Namun, siapa sangka benda yang dijauhi banyak orang itu malah jadi berkah bagi anak muda asal Tanah Abang,Syafiie. Berawal dari keisengan, dia sukses mengubah sampah yang sama sekali tak diperhitungkan menjadi makanan lezat yangmengantarkannya jadi pengusaha kaya raya. 

Bagaimana ceritanya?

Sejak lahir di akhir abad ke-19, Syafiie tumbuh besar di kawasan pemotongan hewan sekitar Tanah Abang. Setiap hari dia selalu melihat kebiasaan berulang dari tangan penjagal. Usai memotong kambing atau sapi, penjagal selalu membuang tulang-belulang ke tempat sampah. Tak ada yang memungutnya.

Pada masa kolonial, kebiasaan ini memang lazim dilakukan. Biasanya, rumah jagal hanya mengambil dagingnya saja untuk dijual kembali ke pasar. Sebab, selalu ada pembelinya, entah itu orang Belanda atau pribumi. Sementara bagian tubuh lain pasti dibuang. 
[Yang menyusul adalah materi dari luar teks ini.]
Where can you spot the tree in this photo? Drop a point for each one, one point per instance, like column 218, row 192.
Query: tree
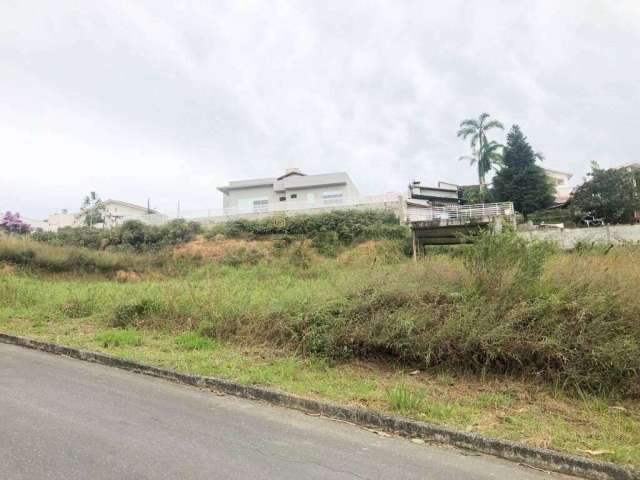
column 612, row 194
column 483, row 152
column 12, row 223
column 520, row 179
column 92, row 209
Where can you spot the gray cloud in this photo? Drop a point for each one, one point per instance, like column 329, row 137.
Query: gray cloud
column 165, row 100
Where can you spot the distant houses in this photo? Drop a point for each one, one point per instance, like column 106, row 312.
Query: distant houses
column 115, row 212
column 291, row 191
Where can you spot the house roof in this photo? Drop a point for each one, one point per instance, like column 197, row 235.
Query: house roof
column 551, row 170
column 130, row 205
column 290, row 180
column 308, row 181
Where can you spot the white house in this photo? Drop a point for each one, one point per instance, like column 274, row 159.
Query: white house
column 292, row 191
column 560, row 181
column 115, row 213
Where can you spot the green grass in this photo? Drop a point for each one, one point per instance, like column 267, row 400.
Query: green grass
column 195, row 341
column 118, row 338
column 502, row 407
column 404, row 400
column 505, row 339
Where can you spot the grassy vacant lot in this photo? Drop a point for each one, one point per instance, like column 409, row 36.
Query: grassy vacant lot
column 508, row 339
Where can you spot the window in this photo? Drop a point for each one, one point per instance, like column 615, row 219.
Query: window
column 332, row 198
column 260, row 205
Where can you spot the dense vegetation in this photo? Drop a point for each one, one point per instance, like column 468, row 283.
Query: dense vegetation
column 612, row 194
column 520, row 179
column 131, row 235
column 504, row 306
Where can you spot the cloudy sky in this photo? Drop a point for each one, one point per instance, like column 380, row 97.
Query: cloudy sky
column 167, row 100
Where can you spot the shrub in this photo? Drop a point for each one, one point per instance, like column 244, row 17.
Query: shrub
column 501, row 263
column 194, row 341
column 132, row 235
column 128, row 314
column 31, row 254
column 78, row 307
column 404, row 400
column 12, row 223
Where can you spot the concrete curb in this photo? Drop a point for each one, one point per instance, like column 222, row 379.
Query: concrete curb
column 537, row 457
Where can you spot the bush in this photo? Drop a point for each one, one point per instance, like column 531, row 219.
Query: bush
column 119, row 338
column 130, row 314
column 131, row 235
column 241, row 256
column 31, row 254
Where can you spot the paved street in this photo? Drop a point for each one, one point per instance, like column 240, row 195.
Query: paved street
column 66, row 419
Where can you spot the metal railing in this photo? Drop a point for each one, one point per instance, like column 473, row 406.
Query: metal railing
column 460, row 213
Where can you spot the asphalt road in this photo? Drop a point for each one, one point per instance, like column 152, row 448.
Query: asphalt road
column 66, row 419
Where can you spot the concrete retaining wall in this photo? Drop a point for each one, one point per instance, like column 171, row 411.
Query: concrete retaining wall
column 569, row 237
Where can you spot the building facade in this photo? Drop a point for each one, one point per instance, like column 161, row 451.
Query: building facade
column 560, row 181
column 292, row 191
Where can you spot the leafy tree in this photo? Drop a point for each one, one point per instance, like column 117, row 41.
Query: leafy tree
column 92, row 209
column 474, row 194
column 520, row 179
column 483, row 152
column 612, row 194
column 12, row 223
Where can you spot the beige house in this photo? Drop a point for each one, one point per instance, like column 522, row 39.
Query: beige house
column 292, row 191
column 560, row 181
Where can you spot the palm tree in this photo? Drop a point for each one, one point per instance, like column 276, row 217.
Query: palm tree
column 483, row 151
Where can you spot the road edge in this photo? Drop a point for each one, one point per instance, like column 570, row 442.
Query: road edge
column 518, row 452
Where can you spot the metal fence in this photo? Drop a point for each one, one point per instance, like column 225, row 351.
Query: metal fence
column 460, row 213
column 391, row 201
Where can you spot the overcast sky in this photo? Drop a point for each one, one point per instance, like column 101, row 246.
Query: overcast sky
column 167, row 100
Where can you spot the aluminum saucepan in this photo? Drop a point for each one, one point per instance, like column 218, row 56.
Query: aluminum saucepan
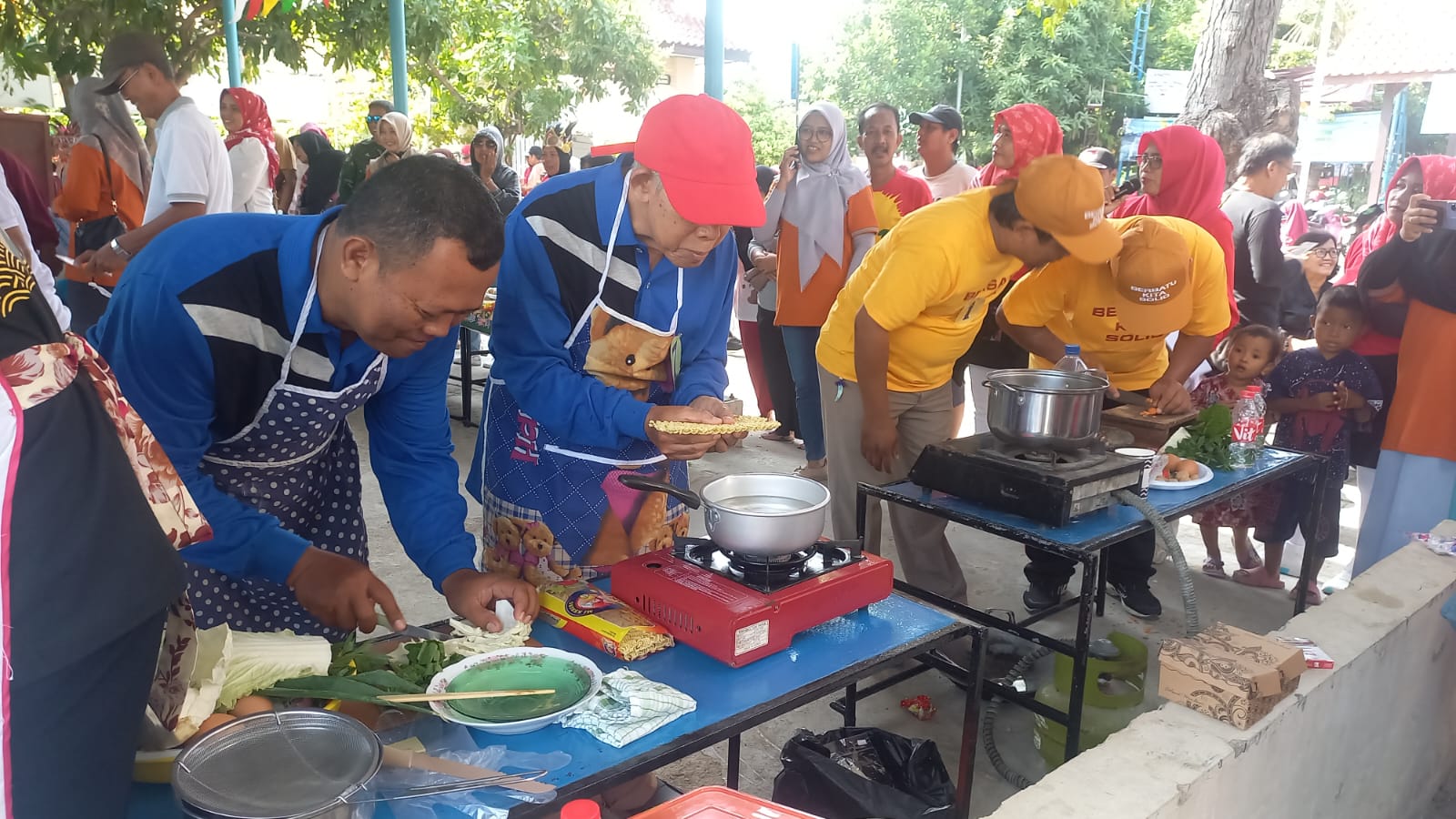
column 1045, row 409
column 761, row 515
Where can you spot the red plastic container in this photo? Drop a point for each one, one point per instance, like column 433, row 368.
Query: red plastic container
column 721, row 804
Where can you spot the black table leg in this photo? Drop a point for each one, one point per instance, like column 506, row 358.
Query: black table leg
column 970, row 726
column 733, row 760
column 1079, row 658
column 1317, row 508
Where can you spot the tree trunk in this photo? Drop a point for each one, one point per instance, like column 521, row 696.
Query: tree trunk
column 1228, row 95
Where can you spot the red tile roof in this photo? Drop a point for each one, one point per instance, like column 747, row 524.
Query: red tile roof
column 1397, row 38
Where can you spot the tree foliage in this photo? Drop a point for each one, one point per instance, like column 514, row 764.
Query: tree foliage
column 1069, row 57
column 513, row 63
column 772, row 124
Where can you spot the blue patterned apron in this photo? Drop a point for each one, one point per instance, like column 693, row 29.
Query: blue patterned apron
column 296, row 460
column 553, row 509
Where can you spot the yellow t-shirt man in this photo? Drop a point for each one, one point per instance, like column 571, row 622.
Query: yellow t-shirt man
column 928, row 281
column 1084, row 303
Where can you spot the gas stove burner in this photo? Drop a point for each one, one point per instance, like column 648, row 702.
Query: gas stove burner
column 769, row 573
column 768, row 567
column 1050, row 458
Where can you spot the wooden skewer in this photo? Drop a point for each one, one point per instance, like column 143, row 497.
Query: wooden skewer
column 450, row 695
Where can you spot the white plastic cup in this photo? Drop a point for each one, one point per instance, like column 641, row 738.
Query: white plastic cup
column 1148, row 455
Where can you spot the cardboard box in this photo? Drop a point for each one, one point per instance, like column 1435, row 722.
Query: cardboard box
column 1229, row 673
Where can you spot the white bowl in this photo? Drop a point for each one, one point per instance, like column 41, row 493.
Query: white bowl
column 441, row 682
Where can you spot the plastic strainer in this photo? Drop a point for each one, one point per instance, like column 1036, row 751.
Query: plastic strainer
column 277, row 763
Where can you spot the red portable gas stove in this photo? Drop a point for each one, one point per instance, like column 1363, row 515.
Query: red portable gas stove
column 739, row 608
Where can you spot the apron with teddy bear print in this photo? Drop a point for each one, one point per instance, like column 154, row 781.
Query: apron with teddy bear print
column 553, row 509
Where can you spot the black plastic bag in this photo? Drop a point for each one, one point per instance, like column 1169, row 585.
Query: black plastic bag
column 864, row 773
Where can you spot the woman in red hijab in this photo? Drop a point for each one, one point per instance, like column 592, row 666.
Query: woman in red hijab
column 251, row 149
column 1184, row 175
column 1431, row 175
column 1023, row 133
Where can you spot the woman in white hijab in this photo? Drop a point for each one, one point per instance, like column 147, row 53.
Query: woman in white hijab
column 397, row 136
column 822, row 223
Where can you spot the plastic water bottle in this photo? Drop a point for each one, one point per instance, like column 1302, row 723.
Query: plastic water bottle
column 1249, row 429
column 1072, row 360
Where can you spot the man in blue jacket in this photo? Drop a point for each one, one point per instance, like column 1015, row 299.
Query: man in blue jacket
column 615, row 298
column 248, row 339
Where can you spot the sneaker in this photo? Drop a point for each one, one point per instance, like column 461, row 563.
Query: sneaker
column 1038, row 596
column 1139, row 601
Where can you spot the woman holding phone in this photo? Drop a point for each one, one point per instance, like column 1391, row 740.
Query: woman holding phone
column 822, row 222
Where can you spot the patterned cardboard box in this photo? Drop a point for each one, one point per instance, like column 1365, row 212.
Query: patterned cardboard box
column 1229, row 673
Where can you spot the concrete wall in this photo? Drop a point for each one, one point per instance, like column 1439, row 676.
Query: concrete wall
column 1373, row 738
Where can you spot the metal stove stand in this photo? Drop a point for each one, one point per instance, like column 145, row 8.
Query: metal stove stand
column 1062, row 541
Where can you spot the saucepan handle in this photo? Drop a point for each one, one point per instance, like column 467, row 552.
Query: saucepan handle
column 644, row 484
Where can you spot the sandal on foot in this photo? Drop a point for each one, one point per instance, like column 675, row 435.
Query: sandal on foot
column 1314, row 598
column 1257, row 579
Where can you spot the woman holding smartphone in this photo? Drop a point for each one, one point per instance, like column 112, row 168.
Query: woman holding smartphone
column 822, row 222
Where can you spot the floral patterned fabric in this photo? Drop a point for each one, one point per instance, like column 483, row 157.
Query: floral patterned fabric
column 38, row 373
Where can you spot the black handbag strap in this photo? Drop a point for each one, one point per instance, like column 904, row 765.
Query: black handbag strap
column 111, row 186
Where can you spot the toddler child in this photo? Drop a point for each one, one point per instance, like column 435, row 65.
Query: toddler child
column 1249, row 356
column 1320, row 392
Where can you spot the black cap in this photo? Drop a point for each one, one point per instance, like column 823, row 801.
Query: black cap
column 943, row 116
column 1098, row 157
column 127, row 51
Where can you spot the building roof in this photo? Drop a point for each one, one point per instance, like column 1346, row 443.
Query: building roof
column 1397, row 41
column 679, row 25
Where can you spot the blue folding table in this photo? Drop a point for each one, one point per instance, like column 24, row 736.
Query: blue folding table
column 822, row 661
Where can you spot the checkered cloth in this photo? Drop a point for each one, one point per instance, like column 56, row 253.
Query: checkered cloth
column 630, row 707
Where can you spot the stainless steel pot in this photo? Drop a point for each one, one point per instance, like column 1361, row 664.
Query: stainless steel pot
column 1045, row 409
column 761, row 515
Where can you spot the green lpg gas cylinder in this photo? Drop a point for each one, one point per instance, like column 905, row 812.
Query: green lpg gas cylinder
column 1117, row 671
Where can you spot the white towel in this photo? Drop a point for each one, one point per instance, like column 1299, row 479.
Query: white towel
column 630, row 707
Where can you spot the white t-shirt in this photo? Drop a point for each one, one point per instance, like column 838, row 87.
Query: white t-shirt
column 956, row 179
column 11, row 216
column 191, row 164
column 252, row 188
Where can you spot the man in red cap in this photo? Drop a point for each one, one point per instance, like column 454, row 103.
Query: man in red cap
column 615, row 296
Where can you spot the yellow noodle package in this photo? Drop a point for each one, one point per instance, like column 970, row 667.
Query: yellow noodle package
column 590, row 614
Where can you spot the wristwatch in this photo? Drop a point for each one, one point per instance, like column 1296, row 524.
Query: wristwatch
column 118, row 249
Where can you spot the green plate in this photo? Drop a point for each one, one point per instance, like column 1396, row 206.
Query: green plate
column 509, row 673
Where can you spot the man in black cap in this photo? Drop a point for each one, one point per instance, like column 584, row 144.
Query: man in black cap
column 189, row 175
column 938, row 142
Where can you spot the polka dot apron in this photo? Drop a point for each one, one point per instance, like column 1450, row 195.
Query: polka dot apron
column 298, row 462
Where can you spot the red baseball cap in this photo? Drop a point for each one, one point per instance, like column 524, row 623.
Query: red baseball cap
column 703, row 153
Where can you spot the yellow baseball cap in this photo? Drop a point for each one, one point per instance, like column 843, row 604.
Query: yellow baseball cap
column 1152, row 274
column 1065, row 197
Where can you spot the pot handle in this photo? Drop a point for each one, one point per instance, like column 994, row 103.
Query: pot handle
column 644, row 484
column 989, row 383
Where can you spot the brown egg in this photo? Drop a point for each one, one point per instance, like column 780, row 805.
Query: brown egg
column 1186, row 471
column 216, row 720
column 249, row 705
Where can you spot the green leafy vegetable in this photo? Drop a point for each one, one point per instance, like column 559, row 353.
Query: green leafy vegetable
column 1208, row 438
column 349, row 659
column 366, row 687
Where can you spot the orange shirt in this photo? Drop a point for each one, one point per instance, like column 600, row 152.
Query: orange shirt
column 808, row 307
column 85, row 196
column 1421, row 420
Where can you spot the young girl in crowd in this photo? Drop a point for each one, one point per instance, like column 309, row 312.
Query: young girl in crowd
column 1251, row 356
column 1321, row 394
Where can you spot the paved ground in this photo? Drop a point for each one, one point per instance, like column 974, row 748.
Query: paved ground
column 994, row 571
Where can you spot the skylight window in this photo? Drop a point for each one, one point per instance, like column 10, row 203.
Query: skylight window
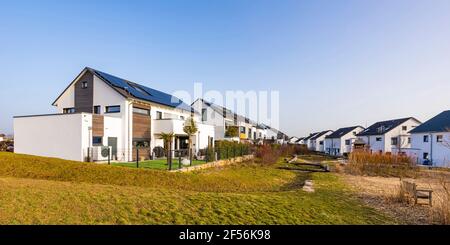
column 139, row 89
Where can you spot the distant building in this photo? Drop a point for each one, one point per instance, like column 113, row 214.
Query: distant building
column 388, row 136
column 341, row 141
column 430, row 142
column 318, row 141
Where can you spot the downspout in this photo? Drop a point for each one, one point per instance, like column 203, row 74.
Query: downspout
column 431, row 149
column 130, row 142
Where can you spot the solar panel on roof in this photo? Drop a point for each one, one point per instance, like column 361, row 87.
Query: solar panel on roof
column 144, row 93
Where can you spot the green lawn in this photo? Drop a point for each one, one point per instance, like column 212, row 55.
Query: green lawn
column 36, row 190
column 160, row 164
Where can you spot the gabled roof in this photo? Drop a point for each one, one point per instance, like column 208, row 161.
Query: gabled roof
column 136, row 91
column 439, row 123
column 380, row 128
column 341, row 132
column 320, row 134
column 310, row 136
column 227, row 113
column 300, row 139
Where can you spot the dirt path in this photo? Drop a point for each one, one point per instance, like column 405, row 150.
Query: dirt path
column 379, row 193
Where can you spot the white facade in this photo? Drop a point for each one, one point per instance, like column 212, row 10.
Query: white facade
column 343, row 145
column 428, row 147
column 67, row 136
column 64, row 136
column 386, row 142
column 318, row 143
column 293, row 140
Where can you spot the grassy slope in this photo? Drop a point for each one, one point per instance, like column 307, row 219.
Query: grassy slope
column 160, row 164
column 43, row 190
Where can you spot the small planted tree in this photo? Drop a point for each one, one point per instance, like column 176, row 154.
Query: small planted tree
column 232, row 131
column 190, row 128
column 168, row 138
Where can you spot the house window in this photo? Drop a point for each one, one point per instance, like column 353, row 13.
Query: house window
column 97, row 109
column 141, row 111
column 97, row 141
column 141, row 143
column 204, row 111
column 68, row 110
column 394, row 141
column 113, row 109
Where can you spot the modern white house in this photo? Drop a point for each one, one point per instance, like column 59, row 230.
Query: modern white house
column 301, row 141
column 340, row 142
column 98, row 110
column 293, row 140
column 430, row 142
column 391, row 136
column 318, row 141
column 307, row 140
column 219, row 117
column 223, row 118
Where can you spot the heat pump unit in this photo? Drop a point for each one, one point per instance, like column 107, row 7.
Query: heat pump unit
column 100, row 153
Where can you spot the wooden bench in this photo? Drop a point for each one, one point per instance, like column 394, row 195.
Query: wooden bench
column 293, row 159
column 413, row 192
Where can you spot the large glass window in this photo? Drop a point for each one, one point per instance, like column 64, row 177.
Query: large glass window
column 141, row 111
column 68, row 110
column 158, row 115
column 113, row 109
column 97, row 140
column 394, row 141
column 97, row 109
column 204, row 115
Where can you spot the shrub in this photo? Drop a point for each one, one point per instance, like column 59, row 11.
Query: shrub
column 229, row 149
column 159, row 151
column 268, row 154
column 441, row 211
column 366, row 163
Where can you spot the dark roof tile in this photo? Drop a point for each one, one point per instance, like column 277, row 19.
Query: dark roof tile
column 439, row 123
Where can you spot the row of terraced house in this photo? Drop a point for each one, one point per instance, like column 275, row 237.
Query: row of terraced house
column 427, row 143
column 98, row 110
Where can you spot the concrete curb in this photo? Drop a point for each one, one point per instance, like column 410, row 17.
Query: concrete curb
column 219, row 163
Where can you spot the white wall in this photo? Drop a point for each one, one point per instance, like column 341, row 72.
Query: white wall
column 438, row 152
column 67, row 99
column 385, row 144
column 202, row 136
column 339, row 143
column 62, row 136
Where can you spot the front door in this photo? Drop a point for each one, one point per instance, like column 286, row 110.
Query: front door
column 112, row 142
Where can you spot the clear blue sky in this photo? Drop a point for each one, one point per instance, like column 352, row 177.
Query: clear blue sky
column 335, row 63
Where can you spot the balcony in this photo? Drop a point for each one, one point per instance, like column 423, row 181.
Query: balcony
column 168, row 125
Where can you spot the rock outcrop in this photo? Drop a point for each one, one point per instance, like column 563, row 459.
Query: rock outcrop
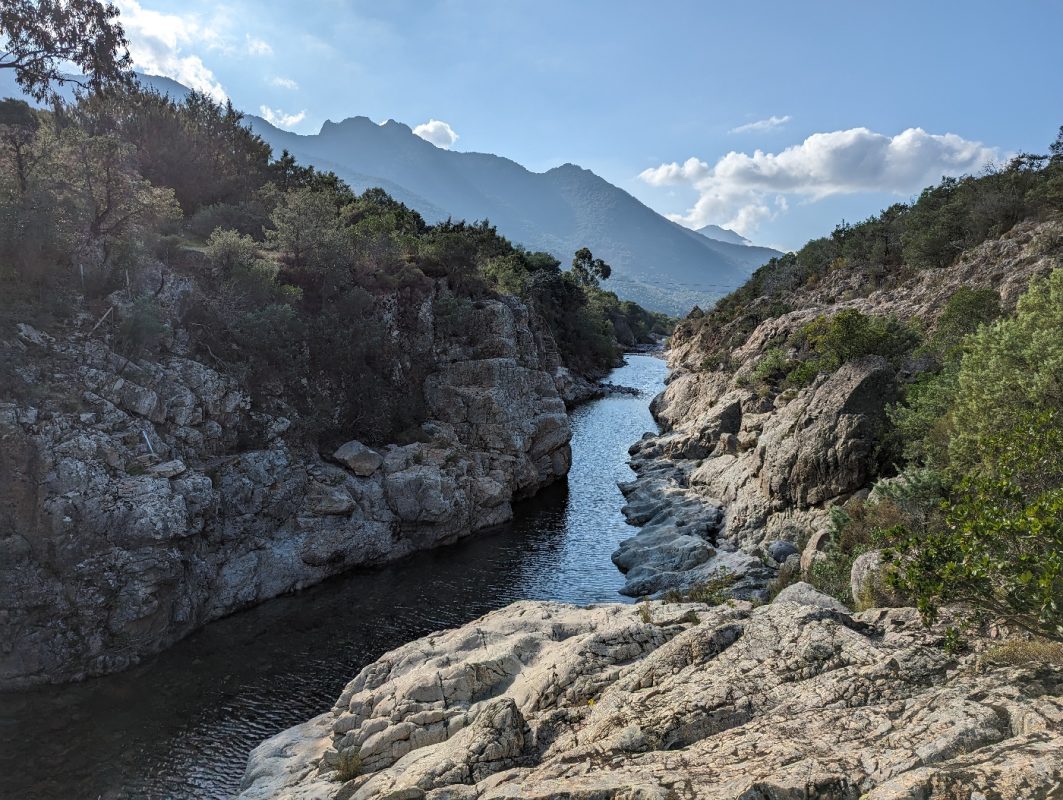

Dari sini, Syafiie kemudian merasa gusar dan melihatnya mubazir. Alhasil, pada 1920-an, atau saat usianya menginjak 20 tahun, dia iseng mengambil kaki kambing di tempat sampah rumah jagal. Dia kemudian bergegas pergi ke dapur dan melakukan eksperimen. 

Awalnya dia memanaskan air di panci. Selagi menunggu panas, dia mempersiapkan pisau dan menghaluskan bumbu dapur. Saat air sudah siap, dia menyiramnya ke kaki kambing yang masih ditutupi bulu. 

Dengan tarikan panjang, pisau besar segera beraksi. Syafiie mengerik kaki kambing hingga semua bulu tercabut tanpa sisa. Tak sampai belasan menit, kaki kambing yang mulus sudah siap dimasak.

Syafiie kembali mengisi air di panci dan menaruhnya di atas api. Dia menggeprek rempah-rempah dan menumis bumbu halus. Semuanya dicampur ke dalam jerangan air. Tak lupa, kaki kambing yang jadi bintang dimasukkan.

Setelah hampir sejam, Syafiie melongo. Eksperimennya berhasil. Olahan kaki kambing yang lebih mirip sup itu sangat lezat. Hal senada juga diungkap orang-orang terdekatnya. Ini semua membuat kepercayaan diri Syafiie tumbuh untuk memulai hidup baru sebagai pengusaha.

Kaya Raya 

Kepada harian Minggu Merdeka (23 Oktober 1958), Syafiie yang sudah berusia 76 tahun bercerita proses penjualannya pada masa penjajahan. Dia melakukannya secara keliling sembari memikul dua gentong sup setiap hari di tempat berbeda.

“Saya selalu berpindah-pindah. Dari Palmerah, Senen, Sawah Besar, Tanjung Priuk, dan Jatinegara. Tapi, selalu laris ketika berjualan di lapangan sepakbola,” katanya. 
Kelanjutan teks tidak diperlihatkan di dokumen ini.